但现实中这些区域一直都在发展重工业。还是以石家庄为例,石家庄市赞皇县主要工业产品为水泥、石材、特种钢、硅沙、铁粉等,工矿企业向空中输送了大量粉尘污染物。鹿泉、平山两区县位于石家庄西部,处于石家庄的上风上水地带,具有丰富石灰岩资源,在那个“靠山吃山、有水快流”的年代,这里成为石家庄著名的“水泥走廊”,高峰时期,仅鹿泉区宜安镇一地就有72家水泥厂和粉磨站,水泥业曾经占到鹿泉总税收的52%。这些高污染、高能耗企业遍地开花时,也使得石家庄市市民深受粉尘和污染之害。
河北目前还处于重工业化阶段,2012年重工业产值占工业总产值的80%,同期全国平均水平为72%。以原材料工业为中心的重工业对能源需求大,对环境的影响也大。

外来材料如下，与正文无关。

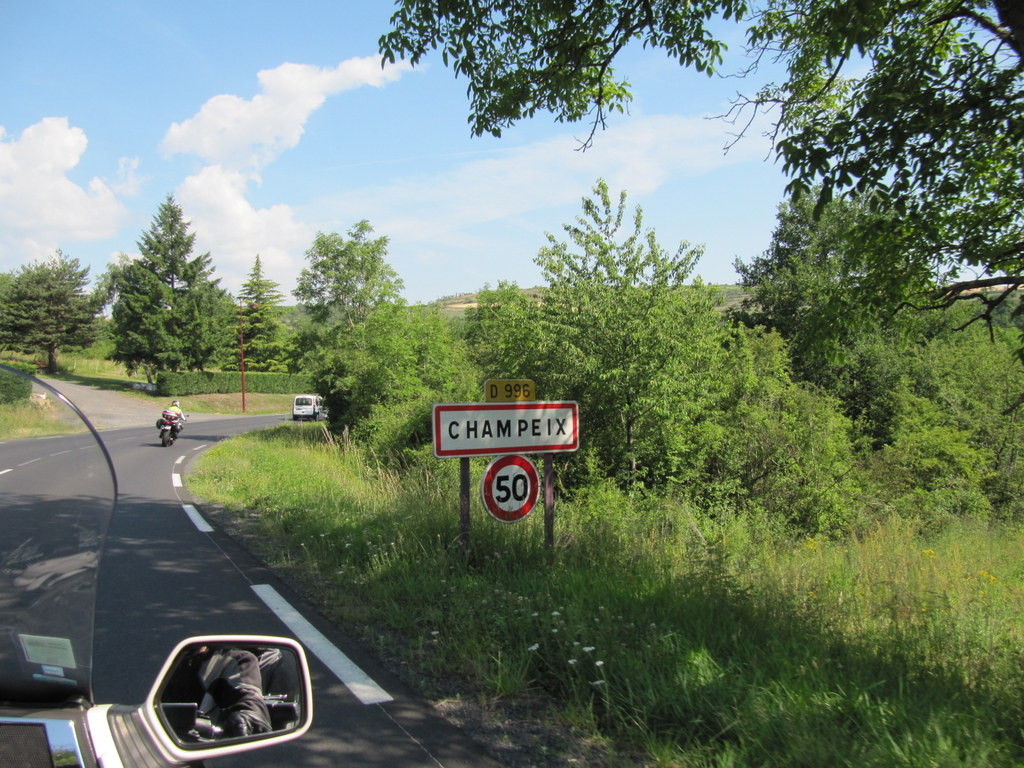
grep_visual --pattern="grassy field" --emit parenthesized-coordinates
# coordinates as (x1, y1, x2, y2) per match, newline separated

在这些工业中,能源密集型工业突出。河北是钢铁大省,截止到2012年底,全省有冶炼能力的钢铁企业共计148家,粗钢产能2.86亿吨,产能超过全国的1/4。除钢铁外,电力、热力、石油加工、炼焦、化学原料等行业占到了工业总产值的50%,这些行业的通病是高污染、高能耗、低效益,能源消耗总量占全国的8%,规模以上工业万元增加值能耗比全国平均水平高43%。能源消耗中对煤炭依赖过大,也是河北雾霾缭绕的重要原因,煤炭约占河北能源消耗总量的90%,远高于全国近70%的水平。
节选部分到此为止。